The Spencer Research Training Grant at the Penn Graduate School of Education: Implementation and Effects
by Thomas A. Kecskemethy - 2008
Background/Context: The Research Training Grant (RTG) program at the University of Pennsylvania’s Graduate School of Education aimed to create strong research training experiences for predissertation fellows through generous financial aid, mentored research apprenticeships, and cocurricular experiences. Collectively these offerings sought to broaden knowledge of urban education and exposure to diverse research methods. Initiated in a context of significant institutional growth and change, the RTG also sought to improve the research training experiences of PhD students outside the RTG program, making broader discussions of urban education, educational research, and social research more integral to the general PhD student experience and to the life of the school. This was attempted with the launch of a schoolwide seminar series on educational research, the introduction of an annual student research symposium administered by the RTG fellows, and continuing faculty attention to policies affecting doctoral student mentoring and research training.

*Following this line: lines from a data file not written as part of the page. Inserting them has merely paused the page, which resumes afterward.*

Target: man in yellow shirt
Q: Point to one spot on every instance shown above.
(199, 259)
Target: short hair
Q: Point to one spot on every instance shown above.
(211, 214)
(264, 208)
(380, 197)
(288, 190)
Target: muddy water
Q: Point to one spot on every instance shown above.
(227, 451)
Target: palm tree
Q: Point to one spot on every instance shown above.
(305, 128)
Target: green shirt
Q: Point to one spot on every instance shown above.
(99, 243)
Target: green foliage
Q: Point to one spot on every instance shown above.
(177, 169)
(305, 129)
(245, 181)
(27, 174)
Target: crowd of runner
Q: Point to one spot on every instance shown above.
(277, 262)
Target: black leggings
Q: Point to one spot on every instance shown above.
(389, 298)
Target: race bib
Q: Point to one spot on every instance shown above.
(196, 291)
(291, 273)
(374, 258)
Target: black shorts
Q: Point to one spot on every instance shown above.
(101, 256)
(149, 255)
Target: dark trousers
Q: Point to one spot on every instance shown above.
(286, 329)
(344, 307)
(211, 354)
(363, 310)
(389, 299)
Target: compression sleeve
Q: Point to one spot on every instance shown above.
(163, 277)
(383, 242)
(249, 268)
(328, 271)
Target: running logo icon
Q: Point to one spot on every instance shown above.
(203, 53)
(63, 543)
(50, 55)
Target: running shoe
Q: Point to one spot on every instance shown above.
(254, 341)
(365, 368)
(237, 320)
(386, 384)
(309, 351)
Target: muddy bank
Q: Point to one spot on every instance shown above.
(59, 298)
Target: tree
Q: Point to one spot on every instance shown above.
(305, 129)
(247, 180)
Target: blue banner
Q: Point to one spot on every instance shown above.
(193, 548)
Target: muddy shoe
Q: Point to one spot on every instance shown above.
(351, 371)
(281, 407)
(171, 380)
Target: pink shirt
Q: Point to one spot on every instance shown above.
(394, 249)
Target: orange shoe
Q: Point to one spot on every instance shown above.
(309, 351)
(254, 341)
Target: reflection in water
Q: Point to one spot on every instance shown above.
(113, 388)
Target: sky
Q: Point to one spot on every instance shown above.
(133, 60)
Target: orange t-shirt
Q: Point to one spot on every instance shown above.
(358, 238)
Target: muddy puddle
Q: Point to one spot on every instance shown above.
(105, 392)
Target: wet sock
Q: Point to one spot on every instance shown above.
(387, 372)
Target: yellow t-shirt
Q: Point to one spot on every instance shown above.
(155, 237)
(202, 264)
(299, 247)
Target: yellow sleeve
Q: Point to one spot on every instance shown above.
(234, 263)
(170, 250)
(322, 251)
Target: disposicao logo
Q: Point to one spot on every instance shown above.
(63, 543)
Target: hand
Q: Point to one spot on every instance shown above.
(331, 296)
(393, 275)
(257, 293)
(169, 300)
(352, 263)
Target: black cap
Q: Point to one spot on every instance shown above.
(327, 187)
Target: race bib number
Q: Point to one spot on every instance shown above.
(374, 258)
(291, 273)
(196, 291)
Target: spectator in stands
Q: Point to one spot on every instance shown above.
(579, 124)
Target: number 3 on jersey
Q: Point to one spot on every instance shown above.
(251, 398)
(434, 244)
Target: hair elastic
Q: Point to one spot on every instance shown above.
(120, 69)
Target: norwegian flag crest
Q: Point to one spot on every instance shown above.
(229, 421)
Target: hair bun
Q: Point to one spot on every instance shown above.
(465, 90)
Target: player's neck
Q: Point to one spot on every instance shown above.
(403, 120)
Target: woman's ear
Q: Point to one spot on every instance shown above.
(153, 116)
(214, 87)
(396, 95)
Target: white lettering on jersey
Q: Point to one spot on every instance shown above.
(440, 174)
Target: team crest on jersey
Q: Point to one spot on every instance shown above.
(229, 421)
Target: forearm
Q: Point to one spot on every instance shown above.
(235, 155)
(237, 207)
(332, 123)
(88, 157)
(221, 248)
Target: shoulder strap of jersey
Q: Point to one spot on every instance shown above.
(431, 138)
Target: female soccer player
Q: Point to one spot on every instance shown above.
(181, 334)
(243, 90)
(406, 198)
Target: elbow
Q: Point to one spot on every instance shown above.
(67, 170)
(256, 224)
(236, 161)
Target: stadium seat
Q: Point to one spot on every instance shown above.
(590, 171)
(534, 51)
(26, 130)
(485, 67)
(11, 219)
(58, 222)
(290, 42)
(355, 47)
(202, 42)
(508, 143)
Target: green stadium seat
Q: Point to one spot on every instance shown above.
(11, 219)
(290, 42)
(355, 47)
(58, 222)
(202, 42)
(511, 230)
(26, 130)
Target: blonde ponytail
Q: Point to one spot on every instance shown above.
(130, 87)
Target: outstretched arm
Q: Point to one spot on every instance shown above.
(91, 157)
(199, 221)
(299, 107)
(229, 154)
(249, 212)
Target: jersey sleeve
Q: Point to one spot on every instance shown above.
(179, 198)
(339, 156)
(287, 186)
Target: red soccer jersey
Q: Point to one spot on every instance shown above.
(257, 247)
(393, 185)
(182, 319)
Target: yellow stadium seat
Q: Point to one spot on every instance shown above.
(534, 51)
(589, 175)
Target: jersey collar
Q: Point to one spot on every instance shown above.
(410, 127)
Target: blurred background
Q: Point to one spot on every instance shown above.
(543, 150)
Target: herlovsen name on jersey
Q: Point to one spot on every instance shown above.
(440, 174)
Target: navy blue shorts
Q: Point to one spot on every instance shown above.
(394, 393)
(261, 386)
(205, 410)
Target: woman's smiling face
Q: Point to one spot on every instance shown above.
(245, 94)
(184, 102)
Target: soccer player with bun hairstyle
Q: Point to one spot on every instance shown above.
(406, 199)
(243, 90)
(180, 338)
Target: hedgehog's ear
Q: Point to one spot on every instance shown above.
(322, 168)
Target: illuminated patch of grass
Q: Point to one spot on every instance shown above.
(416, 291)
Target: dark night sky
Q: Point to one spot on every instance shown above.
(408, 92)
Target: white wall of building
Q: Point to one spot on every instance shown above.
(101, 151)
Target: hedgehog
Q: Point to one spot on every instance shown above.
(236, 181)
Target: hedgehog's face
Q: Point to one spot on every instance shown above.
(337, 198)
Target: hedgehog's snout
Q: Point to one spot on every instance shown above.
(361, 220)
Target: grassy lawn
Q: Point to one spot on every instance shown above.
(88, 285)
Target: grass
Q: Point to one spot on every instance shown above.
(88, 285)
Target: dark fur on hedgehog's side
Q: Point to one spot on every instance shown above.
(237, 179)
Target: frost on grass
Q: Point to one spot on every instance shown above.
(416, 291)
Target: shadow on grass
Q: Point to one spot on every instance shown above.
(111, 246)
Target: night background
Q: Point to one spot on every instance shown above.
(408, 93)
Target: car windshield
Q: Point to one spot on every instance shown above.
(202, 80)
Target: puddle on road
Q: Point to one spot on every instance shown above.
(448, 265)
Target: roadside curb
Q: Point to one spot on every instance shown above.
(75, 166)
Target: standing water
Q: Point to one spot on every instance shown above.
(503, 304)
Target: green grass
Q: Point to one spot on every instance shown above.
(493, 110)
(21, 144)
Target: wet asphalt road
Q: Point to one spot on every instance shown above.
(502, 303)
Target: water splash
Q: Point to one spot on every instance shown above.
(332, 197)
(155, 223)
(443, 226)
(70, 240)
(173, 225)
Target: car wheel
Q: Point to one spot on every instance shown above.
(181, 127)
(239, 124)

Purpose/Objective/Research Question/Focus of Study: The article describes the aims and organization of the program and discusses strengths and challenges identified by students and faculty.
Research Design: This is a qualitative case study.
Conclusions/Recommendations: The operation of the RTG program at Penn offers several insights into how education schools might get the most out of their investments in doctoral students and doctoral education: (1) Its support of rigorous, discipline-based research training complemented by opportunities for interdisciplinary exposure seems to be important. Further, such initiatives are systematically supported with investments by the faculty and the administration. (2) The opportunity for students to approach research and problems of practice from multiple disciplinary perspectives was a significant perceived benefit of the RTG program’s operation at Penn. (3) A flexible model of research apprenticeship, creative seminars, and symposia all helped to illuminate the strengths and limitations of discipline-based research. (4) Penn GSE PhD students who engaged in discussions that promoted epistemological diversity were better off for it. This sort of work is unlikely to occur at the level of the individual degree program, so engagement and support from the whole faculty are implied. (5) “Institutionalizing” these sorts of experiences and opportunities for students may mean consideration of structures and supports for doctoral student training that are unconventional, multidisciplinary, and collaborative.